Questo lo sapeva Ilaria Alpi, assassinata con il cineoperatore Miran Hrovatin a Mogadiscio il 20 marzo 1994, dove lavorava come inviata del TG3 seguendo la missione di pace Restore Hope, coordinata e promossa dalle Nazioni Unite per porre fine alla guerra civile scoppiata nel 1991. Lo sapeva Alexandra Kurchinova, 24 anni, reporter ucraina morta una settimana fa sotto il fuoco russo. Lo sapeva il fotografo Andrea Rocchelli, 31 anni, morto nel 2014 colpito da una granata dell'esercito ucraino nel Donbass.
Serra lancia una stoccata, senza retorica, a chi fa l'esperto di guerra e geopolitica dietro lo schermo di un computer: "Una sola parola detta con i piedi in mezzo alle macerie, respirando quella polvere, parlando con quei uomini e quelle donne, una sola immagine scattata lì dove tutto è in bilico, vale più di un milione di parole che intasano i social. Il luogo dove tutti sanno tutto del mondo, anche se non ci sono mai stati".

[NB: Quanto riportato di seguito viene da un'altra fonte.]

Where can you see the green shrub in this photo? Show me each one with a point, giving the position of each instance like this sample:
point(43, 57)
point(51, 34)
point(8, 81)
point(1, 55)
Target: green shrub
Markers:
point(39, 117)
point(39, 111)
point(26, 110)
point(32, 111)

E, ancora, Serra ricorda che "quasi tutto quello che conosciamo di questa guerra, al netto della propaganda e al riparo della pioggia acida delle fake news, ci arriva dal racconto diretto delle persone che sono lì. I giornalisti, i fotografi, i cameraman quelli bravi e quelli meno bravi. Quelli che guadagnano buoni stipendi, e sono pochi, e i precari che magari si sono anche pagati il biglietto del viaggio".
Un mestiere, quello del reporter di guerra, che in quanto tale comporta rischi e lodi, comporta gavetta ed esperienza sul campo, comporta l'istinto di capire come e quando trovarsi nel posto giusto al momento giusto, come tutti gli altri mestieri, ma che spesso si perde e si svaluta nel chiacchiericcio dei sapienti da tastiera, di quelli che devono dire per forza qualcosa, come se temessero che a rimanere in silenzio farebbero brutta figura. E, in proposito, Serra conclude: "Gli strateghi e gli opinionisti da tastiera, me compreso, quelli che a milioni nel mondo spiegano tutto e il contrario di tutto, dovrebbero osservare non un minuto ma un giorno di silenzio in onore dei reporter morti in guerra. Bisognerebbe che i social ammutolissero almeno per un giorno in memoria di Aleksandra, di Andrea, di Ilaria e di tutti gli altri".